The clearest recent example might be Jane Rawson’s A Wrong Turn at the Office of Unmade Lists, a near-future dystopia, which is set in the inner western suburbs of Melbourne. I have worked in Footscray, in the warehouses along the Maribyrnong, (map here) and Lou, my non-driving son, lives nearby and walks and trains through the setting of the novel (although not yet via dodgy maps to San Francisco!). So it was easy to picture in my head the action of the novel as I read it, and then to re-think about the novel when I recently visited Lou and we walked and trained around some of those locations again (and discussed the novel). (Jane’s blog here)
As a long distance truck driver my life is all about place. These days, running north from Perth I am in a space occupied, in my mind at least, by Daisy Bates, Ernestine Hill, the Rabbit-Proof Fence girls, Coonardoo and Robyn Davidson as I have written previously. And there are others, Neville Schute’s Beyond the Black Stump (1956) is set on a sheep station in the desert country between Geraldton and Meekatharra and I used to work with a driver who grew up there.

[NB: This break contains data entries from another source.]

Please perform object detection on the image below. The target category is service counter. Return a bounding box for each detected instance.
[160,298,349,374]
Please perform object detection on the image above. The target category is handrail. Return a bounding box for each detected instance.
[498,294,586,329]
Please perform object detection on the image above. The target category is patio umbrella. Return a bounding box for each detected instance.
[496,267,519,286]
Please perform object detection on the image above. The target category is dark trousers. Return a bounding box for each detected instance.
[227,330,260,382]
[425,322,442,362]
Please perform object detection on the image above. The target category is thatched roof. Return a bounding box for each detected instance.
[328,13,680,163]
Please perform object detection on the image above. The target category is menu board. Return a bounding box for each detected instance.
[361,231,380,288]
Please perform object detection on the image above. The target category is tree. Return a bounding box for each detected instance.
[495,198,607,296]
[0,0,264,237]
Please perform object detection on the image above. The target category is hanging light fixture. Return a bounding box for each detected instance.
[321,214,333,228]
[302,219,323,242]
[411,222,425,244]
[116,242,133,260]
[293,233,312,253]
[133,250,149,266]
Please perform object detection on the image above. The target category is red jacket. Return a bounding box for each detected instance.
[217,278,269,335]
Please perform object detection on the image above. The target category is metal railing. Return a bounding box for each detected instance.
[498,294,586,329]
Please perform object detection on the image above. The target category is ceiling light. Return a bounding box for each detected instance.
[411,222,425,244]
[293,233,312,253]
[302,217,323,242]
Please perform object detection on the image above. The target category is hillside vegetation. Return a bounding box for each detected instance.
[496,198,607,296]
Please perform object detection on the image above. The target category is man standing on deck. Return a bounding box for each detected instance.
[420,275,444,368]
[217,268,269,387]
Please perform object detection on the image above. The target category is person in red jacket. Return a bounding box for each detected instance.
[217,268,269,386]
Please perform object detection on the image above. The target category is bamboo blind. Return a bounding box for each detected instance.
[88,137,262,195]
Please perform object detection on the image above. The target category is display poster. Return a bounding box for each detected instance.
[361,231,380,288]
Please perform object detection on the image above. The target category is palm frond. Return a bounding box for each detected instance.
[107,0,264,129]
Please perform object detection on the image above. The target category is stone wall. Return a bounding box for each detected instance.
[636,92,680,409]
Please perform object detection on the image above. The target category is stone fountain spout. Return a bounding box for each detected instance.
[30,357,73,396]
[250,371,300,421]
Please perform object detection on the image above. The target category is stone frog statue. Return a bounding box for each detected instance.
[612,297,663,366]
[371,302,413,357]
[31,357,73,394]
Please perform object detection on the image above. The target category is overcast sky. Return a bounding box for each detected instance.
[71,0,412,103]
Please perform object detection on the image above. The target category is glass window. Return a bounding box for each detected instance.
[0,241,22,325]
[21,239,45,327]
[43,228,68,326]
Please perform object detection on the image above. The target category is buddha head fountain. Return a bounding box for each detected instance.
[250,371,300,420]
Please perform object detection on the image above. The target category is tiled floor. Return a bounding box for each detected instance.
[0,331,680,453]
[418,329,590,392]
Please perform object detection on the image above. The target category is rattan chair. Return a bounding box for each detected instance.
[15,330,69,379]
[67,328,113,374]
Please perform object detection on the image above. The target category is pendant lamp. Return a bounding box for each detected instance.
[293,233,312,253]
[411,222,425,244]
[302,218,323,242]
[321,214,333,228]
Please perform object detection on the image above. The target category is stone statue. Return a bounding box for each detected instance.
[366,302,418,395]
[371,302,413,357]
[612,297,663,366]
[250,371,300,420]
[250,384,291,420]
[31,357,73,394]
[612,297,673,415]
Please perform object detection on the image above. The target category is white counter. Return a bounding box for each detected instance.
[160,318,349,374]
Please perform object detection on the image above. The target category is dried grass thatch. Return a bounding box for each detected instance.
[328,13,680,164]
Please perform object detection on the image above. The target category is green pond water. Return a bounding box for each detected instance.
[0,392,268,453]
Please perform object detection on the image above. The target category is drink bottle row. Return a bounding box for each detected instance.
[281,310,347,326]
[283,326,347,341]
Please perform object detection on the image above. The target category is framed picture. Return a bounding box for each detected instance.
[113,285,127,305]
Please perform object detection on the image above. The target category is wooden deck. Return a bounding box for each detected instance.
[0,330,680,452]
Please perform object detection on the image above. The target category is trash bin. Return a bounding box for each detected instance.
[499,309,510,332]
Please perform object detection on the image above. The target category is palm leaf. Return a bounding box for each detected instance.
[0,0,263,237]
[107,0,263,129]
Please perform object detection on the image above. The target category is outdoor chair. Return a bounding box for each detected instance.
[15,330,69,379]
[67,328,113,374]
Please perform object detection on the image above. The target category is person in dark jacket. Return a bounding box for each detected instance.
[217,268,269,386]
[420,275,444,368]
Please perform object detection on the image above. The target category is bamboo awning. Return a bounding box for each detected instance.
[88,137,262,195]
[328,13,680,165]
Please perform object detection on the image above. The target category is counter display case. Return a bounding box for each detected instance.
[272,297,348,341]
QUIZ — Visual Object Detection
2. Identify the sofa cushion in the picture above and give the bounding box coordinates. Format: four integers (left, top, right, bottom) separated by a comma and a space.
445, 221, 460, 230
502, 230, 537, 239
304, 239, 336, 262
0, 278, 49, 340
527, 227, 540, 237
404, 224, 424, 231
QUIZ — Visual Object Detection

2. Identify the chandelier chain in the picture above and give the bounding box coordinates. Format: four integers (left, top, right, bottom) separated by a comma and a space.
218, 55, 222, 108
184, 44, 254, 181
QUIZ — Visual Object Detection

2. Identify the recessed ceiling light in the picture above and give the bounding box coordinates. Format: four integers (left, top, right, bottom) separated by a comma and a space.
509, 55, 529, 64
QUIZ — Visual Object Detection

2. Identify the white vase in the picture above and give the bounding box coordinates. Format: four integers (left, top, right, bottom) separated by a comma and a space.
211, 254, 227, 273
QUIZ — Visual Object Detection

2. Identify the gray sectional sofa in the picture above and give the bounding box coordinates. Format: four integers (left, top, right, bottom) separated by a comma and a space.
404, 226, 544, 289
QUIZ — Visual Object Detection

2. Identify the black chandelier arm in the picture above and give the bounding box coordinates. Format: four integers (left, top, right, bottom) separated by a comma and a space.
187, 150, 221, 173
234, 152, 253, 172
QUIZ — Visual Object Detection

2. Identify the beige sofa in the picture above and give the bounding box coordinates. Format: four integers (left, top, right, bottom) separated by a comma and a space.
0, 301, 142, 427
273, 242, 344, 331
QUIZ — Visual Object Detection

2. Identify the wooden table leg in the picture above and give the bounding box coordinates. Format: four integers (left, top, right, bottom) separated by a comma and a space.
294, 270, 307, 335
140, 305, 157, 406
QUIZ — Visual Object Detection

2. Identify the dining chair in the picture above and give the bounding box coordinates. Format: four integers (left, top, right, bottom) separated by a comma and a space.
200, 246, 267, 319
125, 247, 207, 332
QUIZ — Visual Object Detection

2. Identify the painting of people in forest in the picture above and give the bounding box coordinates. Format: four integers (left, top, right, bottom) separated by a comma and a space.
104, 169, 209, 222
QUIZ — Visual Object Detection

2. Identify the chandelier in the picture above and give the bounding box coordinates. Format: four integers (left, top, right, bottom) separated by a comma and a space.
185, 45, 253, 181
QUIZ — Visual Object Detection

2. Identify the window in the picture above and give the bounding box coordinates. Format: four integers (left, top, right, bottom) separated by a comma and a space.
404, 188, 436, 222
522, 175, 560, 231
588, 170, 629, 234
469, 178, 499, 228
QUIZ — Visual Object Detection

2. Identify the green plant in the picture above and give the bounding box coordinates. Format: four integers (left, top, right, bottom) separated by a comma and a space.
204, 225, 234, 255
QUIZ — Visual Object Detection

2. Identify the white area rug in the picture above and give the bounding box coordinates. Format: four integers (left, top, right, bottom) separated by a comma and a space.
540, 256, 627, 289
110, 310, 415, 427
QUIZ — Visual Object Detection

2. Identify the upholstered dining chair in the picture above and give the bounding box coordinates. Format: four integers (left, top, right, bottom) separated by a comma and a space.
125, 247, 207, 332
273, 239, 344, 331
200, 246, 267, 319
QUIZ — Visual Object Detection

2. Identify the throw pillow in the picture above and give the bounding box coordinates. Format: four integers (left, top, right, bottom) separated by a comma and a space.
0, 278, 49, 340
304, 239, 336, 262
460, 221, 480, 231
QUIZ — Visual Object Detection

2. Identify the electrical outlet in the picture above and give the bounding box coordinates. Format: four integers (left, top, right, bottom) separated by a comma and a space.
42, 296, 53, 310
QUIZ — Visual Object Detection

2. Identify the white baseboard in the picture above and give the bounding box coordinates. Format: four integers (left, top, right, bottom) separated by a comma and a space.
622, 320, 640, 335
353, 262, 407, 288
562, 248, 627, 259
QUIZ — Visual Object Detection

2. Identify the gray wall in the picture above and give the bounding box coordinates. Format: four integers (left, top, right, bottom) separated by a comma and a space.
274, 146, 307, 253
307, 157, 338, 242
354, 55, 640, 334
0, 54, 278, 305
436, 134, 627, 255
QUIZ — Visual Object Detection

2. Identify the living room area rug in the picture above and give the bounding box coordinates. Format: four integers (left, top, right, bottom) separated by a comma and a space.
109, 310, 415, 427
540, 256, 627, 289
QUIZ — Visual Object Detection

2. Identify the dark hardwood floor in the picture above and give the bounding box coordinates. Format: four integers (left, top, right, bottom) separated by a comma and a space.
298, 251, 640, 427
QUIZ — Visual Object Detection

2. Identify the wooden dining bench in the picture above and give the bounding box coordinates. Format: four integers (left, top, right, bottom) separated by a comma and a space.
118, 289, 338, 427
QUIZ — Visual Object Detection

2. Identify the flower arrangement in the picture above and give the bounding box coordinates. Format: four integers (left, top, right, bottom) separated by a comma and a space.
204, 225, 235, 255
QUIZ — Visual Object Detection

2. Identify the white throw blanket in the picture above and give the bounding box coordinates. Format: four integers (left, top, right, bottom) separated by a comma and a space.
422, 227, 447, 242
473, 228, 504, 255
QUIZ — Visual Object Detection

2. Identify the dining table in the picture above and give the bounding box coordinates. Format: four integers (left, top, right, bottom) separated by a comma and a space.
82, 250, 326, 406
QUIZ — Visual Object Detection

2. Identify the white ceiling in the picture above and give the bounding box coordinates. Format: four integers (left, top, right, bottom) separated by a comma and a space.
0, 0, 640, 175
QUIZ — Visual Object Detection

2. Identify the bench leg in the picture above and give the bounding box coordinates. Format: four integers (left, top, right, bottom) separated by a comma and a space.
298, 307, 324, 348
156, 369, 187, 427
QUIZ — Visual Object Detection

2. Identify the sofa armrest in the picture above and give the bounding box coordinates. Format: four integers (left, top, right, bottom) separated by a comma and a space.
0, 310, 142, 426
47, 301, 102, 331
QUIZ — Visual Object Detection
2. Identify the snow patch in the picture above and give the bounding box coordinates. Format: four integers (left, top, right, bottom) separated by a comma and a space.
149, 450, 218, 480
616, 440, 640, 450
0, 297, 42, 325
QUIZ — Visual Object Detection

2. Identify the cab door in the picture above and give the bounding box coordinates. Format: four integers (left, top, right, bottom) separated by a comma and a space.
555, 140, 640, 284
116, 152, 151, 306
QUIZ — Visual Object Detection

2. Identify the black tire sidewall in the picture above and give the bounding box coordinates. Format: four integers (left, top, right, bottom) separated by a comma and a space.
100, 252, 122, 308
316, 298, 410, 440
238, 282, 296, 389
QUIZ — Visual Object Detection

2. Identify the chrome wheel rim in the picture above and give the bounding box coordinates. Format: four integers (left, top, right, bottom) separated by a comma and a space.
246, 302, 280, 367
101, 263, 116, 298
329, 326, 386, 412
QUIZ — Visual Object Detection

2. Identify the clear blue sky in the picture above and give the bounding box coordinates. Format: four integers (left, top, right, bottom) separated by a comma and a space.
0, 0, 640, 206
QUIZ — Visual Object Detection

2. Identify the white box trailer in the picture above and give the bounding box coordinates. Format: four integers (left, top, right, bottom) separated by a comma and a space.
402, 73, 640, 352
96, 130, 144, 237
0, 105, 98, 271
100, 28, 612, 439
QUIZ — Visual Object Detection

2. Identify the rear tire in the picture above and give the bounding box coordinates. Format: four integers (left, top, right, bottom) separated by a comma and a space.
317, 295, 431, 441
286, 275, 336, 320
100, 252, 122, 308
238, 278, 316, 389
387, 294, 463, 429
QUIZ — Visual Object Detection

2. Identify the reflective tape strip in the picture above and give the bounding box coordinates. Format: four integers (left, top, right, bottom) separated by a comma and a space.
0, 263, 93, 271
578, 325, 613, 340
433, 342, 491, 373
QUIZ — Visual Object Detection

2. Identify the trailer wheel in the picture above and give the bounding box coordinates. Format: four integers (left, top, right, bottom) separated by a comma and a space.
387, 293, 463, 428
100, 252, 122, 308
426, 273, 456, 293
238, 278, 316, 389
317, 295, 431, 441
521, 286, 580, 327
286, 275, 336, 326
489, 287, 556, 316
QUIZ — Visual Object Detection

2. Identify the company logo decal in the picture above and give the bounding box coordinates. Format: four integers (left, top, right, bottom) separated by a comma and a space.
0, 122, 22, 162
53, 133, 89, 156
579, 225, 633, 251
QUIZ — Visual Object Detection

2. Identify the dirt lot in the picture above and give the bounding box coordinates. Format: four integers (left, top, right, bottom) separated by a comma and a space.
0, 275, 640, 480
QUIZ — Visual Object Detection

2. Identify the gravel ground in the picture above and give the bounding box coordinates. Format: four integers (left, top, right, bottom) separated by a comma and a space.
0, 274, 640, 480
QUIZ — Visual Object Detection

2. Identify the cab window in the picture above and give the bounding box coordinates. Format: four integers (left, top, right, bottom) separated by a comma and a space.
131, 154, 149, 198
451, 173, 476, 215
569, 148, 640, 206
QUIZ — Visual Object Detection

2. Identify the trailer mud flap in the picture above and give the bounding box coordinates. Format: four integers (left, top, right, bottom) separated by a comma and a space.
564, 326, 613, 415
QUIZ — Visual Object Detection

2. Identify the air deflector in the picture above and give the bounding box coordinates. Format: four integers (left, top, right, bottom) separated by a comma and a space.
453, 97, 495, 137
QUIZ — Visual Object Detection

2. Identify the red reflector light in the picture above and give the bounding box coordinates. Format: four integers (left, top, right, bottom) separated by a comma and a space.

A dozen years ago, when I first started thinking about this idea, I was a road train driver running out of Melbourne to North Queensland. The road goes up from Echuca, to Hay, Cobar, Bourke, Charleville, Roma, Emerald, Charters Towers and Townsville. The Murray River and the Hay plains are Tom Collins (Such is Life) country, and as we rounded the corner at North Bourke, onto the road to Cunnumulla, it was impossible not to think of Henry Lawson drinking beer on the balcony of the pub (in 1892, I think) overlooking the Darling, nor of Captain Starlight’s crew setting out on their great cattle drive south to Adelaide (Robbery Under Arms).
For a final example, the Alpine region of southern NSW and north eastern Victoria, the ‘High Country’, seems particularly well-served by our national literature and while this is country I have not travelled through very often, it is difficult to read the more recent books without thinking of the earlier ones. In time of writing, first is Henry Kingsley’s The Recollections of Geoffry Hamlyn (1859). Set at a similar time, at least in their beginning, are the novels Miles Franklin wrote based on the stories of her mother’s and father’s families, Up the Country (1928), Ten Creeks Run (1930), All That Swagger (1936) and so on. Then we have of course Banjo Paterson’s The Man From Snowy River (1890). More recently, Patrick White, who was for a while a jackaroo on his uncle’s property in the Monaro, used this experience in The Twyburn Affair (1979) and Thomas Keneally set part of Bettany’s Book in the same area, based partly he says, on WA Brodribb’s Recollections of an Australian Squatter (1883).